ABD merkezli New York Times gazetesinde 2013 yılında yayımlanan bir makalede, ABD’li bir yetkili “Afganistan’daki yolsuzluğun en büyük kaynağı ABD’dir” demişti. Dolarlar, politikacıların sadakatlerini satın almak için ülkeye aktı. Yeni bir Afganistan inşa etme bahanesiyle yapılan sözleşmelerin çoğu, Afganistan’daki harcamalarından daha yüksek ücretler talep eden ABD’li patronlara verildi.

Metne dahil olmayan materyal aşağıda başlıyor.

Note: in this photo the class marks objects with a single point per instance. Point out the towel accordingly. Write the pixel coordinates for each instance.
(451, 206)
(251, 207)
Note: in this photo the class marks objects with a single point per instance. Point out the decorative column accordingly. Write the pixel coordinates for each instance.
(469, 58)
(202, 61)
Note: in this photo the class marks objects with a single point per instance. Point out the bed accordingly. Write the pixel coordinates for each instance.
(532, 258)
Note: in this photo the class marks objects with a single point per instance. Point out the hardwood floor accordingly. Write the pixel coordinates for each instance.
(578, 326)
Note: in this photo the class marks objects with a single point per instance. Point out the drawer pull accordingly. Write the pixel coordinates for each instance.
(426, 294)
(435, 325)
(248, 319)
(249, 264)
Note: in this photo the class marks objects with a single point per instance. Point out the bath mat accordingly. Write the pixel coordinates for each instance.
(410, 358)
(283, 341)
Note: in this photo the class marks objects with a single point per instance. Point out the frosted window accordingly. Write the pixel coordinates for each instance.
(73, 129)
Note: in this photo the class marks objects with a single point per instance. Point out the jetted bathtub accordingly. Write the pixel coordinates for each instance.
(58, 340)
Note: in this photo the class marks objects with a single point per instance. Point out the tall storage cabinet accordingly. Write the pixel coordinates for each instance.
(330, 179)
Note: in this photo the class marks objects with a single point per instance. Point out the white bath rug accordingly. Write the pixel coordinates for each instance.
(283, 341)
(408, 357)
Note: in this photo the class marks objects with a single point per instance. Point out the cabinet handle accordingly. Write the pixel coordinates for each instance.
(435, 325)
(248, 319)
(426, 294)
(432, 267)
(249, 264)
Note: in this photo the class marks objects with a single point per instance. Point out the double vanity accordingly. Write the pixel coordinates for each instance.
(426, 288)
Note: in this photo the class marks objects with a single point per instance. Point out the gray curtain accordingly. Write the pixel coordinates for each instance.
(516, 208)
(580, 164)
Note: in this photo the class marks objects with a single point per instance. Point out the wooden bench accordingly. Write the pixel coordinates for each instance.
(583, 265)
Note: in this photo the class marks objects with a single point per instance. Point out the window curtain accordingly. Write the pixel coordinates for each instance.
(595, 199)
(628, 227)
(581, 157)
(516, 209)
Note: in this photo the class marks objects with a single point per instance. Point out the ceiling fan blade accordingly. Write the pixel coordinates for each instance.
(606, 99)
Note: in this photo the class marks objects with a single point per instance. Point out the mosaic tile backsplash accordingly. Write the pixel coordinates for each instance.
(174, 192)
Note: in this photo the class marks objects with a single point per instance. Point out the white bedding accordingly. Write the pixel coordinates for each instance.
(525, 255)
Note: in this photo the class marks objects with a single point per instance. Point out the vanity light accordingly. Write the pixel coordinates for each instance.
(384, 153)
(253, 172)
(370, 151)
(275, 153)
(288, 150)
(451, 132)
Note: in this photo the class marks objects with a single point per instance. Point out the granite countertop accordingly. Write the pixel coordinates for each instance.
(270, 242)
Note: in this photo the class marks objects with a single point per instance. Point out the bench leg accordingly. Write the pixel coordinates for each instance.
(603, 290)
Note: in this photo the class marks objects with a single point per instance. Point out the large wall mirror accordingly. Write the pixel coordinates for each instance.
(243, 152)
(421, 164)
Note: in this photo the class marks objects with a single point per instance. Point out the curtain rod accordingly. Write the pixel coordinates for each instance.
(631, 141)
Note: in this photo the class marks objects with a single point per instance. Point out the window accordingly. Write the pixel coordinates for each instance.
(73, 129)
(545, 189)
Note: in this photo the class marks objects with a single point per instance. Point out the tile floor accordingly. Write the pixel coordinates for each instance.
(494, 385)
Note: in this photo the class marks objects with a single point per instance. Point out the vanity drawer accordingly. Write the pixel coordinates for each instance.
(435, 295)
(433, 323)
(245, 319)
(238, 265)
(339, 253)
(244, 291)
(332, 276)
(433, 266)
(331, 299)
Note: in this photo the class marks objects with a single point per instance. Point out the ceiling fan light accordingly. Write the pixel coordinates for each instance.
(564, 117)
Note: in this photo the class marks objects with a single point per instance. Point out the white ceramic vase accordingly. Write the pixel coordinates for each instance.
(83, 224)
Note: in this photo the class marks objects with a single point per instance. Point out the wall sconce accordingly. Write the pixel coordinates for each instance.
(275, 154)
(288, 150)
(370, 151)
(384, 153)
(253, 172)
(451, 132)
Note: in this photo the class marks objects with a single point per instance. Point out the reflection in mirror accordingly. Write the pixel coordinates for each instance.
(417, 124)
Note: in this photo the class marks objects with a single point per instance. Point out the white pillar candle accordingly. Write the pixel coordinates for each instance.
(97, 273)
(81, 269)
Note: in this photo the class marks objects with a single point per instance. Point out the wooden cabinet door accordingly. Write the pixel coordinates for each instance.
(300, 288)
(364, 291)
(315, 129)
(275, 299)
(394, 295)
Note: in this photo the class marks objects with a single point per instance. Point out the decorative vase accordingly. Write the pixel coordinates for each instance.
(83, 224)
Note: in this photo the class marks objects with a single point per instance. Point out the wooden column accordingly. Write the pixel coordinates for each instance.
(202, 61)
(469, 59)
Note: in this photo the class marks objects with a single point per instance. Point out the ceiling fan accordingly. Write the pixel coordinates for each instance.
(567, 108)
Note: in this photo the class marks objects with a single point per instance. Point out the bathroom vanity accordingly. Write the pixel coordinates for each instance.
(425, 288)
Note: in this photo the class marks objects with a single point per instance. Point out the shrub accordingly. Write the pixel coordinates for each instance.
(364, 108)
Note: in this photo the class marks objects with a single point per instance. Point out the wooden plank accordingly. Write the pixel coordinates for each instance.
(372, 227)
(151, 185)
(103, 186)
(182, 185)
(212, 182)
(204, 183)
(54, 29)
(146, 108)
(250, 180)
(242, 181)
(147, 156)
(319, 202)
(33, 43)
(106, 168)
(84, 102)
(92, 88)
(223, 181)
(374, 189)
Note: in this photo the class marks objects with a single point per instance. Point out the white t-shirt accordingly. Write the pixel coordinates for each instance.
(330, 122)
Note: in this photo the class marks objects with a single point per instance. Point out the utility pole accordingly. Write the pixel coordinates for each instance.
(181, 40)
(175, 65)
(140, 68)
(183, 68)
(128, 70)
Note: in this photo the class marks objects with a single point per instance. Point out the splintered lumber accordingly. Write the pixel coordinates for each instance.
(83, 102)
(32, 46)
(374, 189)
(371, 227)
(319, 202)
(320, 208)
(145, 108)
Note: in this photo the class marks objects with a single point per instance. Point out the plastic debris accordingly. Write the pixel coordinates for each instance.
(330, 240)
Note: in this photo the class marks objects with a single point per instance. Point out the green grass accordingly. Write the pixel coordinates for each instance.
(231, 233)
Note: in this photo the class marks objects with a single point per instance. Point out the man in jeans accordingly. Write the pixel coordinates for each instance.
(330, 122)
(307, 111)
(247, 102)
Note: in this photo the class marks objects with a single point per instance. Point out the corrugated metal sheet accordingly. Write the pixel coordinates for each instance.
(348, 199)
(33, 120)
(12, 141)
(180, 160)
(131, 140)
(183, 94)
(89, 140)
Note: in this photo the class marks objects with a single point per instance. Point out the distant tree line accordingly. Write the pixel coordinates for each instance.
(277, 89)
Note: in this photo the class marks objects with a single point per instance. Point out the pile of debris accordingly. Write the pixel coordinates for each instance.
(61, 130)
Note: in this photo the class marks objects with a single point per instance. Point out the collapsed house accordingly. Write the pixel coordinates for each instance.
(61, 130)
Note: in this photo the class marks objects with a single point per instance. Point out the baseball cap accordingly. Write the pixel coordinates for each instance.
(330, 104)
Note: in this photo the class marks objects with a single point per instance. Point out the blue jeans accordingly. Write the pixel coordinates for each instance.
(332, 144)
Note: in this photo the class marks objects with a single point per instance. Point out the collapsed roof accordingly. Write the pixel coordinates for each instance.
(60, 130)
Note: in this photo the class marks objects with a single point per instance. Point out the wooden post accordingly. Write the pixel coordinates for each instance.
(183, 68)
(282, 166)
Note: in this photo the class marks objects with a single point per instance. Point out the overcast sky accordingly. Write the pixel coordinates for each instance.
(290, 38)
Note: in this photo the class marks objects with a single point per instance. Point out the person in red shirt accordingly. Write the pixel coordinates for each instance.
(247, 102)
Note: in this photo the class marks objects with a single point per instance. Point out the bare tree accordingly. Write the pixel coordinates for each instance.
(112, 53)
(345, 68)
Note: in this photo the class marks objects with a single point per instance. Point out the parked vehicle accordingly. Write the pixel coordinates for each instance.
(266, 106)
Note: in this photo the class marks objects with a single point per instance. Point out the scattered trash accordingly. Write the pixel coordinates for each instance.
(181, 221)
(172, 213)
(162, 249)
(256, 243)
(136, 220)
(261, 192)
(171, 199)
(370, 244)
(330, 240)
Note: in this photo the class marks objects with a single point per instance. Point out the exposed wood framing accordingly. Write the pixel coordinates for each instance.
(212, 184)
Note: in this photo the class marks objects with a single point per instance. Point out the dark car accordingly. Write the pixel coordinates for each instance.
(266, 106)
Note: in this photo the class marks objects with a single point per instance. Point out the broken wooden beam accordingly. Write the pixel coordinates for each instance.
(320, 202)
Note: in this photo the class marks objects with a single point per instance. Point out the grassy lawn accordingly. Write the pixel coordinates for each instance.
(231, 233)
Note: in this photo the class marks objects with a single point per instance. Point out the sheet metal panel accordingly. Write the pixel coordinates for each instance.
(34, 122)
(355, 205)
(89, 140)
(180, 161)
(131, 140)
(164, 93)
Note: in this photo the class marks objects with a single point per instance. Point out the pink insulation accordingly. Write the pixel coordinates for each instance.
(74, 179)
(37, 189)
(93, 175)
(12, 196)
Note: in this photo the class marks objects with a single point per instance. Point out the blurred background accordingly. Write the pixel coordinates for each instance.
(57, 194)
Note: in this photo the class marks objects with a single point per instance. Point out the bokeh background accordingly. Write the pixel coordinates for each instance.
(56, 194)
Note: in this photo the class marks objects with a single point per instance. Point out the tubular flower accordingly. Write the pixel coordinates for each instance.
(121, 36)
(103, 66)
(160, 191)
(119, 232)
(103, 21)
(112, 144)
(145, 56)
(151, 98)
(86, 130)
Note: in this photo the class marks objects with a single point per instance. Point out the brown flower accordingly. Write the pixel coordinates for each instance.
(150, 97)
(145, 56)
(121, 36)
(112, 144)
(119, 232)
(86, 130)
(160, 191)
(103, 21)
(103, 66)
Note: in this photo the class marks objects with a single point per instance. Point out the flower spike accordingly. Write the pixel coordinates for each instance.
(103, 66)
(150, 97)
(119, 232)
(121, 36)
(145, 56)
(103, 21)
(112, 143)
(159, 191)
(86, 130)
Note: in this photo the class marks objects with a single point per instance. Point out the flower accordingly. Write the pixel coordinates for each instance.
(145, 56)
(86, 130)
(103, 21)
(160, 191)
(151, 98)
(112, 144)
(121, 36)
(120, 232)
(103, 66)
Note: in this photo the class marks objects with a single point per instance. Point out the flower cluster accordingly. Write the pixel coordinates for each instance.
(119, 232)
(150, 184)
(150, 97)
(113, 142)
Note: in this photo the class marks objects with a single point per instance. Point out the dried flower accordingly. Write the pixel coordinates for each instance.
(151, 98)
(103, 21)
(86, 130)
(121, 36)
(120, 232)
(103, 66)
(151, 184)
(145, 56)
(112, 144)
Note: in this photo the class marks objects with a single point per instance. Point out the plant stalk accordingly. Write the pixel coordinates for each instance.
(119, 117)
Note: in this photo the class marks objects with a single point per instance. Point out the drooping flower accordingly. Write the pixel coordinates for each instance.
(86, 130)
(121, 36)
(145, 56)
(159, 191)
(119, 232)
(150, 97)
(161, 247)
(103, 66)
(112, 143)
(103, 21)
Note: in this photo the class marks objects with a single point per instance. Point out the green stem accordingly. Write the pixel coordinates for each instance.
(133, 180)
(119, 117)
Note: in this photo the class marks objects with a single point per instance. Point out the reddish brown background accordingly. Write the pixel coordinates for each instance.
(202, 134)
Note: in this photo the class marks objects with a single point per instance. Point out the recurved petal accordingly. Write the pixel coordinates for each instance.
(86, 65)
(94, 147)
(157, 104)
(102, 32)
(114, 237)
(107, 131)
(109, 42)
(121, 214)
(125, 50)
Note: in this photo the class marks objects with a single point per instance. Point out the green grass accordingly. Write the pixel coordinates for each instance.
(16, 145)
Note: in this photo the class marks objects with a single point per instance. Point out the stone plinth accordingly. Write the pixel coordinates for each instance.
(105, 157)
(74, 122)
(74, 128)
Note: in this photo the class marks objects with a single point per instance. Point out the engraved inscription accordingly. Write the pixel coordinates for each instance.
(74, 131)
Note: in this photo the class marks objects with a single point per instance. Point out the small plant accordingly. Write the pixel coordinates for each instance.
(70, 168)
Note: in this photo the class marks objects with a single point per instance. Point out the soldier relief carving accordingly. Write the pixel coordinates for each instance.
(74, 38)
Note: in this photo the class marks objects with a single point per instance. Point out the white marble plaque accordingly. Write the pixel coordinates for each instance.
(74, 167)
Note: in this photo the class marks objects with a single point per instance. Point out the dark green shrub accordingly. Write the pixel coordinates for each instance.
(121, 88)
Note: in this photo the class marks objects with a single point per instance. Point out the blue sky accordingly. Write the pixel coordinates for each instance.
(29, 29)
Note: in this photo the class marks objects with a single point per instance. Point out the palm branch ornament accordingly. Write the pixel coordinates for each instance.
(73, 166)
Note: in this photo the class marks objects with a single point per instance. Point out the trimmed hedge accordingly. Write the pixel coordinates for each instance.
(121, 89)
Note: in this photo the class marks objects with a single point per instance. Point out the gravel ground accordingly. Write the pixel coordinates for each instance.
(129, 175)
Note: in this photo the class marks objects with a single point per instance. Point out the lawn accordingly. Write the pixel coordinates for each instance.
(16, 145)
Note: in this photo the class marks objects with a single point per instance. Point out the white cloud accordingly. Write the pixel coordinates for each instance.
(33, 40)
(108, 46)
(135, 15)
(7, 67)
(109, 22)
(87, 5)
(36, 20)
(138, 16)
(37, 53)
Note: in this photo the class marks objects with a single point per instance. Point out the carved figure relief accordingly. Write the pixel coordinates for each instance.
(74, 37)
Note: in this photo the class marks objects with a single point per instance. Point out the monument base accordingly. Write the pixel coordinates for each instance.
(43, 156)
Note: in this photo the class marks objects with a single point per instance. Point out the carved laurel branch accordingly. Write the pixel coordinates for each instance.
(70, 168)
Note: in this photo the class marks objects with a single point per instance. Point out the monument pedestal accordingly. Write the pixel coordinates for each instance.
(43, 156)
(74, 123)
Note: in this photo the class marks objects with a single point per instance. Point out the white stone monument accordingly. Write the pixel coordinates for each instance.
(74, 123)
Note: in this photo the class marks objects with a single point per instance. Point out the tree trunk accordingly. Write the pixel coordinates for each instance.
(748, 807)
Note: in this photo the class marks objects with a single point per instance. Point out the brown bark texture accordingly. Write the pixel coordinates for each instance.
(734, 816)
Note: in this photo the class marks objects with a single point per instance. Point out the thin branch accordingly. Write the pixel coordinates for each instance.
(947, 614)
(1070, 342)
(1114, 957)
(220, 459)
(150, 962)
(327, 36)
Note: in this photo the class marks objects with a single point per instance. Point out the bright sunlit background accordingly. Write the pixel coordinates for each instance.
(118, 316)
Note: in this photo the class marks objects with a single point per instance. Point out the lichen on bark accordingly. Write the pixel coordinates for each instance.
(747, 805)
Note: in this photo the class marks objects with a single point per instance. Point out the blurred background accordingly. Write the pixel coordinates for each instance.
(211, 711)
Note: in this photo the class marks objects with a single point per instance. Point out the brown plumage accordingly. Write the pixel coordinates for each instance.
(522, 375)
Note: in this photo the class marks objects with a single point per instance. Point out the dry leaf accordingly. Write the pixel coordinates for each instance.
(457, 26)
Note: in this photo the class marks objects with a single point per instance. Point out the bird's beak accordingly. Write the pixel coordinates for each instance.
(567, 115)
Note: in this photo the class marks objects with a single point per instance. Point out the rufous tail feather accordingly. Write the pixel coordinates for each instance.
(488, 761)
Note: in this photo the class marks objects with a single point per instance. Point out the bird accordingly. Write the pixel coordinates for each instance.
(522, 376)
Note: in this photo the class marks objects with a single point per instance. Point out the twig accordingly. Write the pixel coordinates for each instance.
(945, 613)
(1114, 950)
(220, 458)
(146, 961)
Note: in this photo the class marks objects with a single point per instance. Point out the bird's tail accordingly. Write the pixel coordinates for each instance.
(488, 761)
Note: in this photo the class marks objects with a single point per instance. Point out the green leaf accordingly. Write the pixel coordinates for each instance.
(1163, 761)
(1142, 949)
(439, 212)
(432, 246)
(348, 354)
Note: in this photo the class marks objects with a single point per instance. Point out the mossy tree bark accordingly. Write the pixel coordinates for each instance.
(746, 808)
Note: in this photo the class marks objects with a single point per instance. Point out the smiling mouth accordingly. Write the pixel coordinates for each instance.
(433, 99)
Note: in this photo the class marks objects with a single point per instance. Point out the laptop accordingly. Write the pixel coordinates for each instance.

Taliban’ın Kabil’in kontrolünü ele geçirmesinden saatler önce ülkeden kaçan Afganistan Cumhurbaşkanı Eşref Gani, yolsuzluğa son verme konusunda ses getirerek göreve getirilmişti. Rusya’nın Kabil Büyükelçiliği Basın Sözcüsü Nikita Ishchenko, RIA Novosti’ye verdiği demeçte, Gani’nin ülkeden kaçarken halkının parasıyla dolu dört arabayla havaalanına gittiğini söyleyerek, “Parayı helikoptere doldurmaya çalıştılar ancak hepsi sığmadı ve bir kısmı pistte bırakıldı” dedi. Zirvedeki yozlaşma günlük hayata da taştı. Afganistanlılar 2020’de 2,25 milyar dolar değerinde rüşvet ödedi ve bu 2018’e göre yüzde 37 daha yüksek.

FİNANSAL ÇÖKÜŞ

Taliban’ın son 10 yıl içinde Afganistan’da hızlı ilerlemesinin bir nedeni de hem Hamid Karzai (2001-2014) hem de Eşref Gani’nin (2014-2021) ABD-NATO destekli hükümetlerinin, Afganistan yurttaşlarının ekonomik durumunu düzeltememe başarısızlığında yatıyor. Anketler düzenli olarak Afganların Taliban bölgelerinde yolsuzluk seviyelerinin daha düşük olduğuna inandıklarını söylediklerini ortaya koydu.

Benzer şekilde, Afganlar Taliban’ın okulları daha etkili bir şekilde yöneteceğini belirtti. Taliban yetkilileri, kendini daha verimli ve daha az yozlaşmış yöneticiler olarak tasvir ediyor. Ancak bunların hiçbiri, kimsenin Taliban’ın ılımlı hale geldiğini varsaymasına izin vermemeli. Kadınlarla ilgili gündemleri, 1994’te kuruldukları dönemle aynı. Taliban, 1996’da da aynı argümanla Kabil’e girdi. Mücahitler arasındaki iç savaşı sona erdirecek, yolsuzluk ve verimsizliği sona erdireceklerdi.

Batı’nın Afganistan’daki sosyal gelişmeyi ilerletmek için 20 yılı vardı. Başarısızlığı Taliban’ın geri dönüşüne kapı açtı. ABD, Afganistan’ı ABD bankalarındaki kendi paralarından ve finansal bağlantılarından koparmaya başladı. Taliban’ı izole etmek için bu araçları kullanacak. Belki de bu, Taliban’ı Karzai-Gani hükümetlerinin eski üyeleriyle ulusal bir hükümete zorlamak için bir araçtır. Aksi takdirde, bu taktikler açıkça kindardır ve Batı’nın tepkisini çekecektir.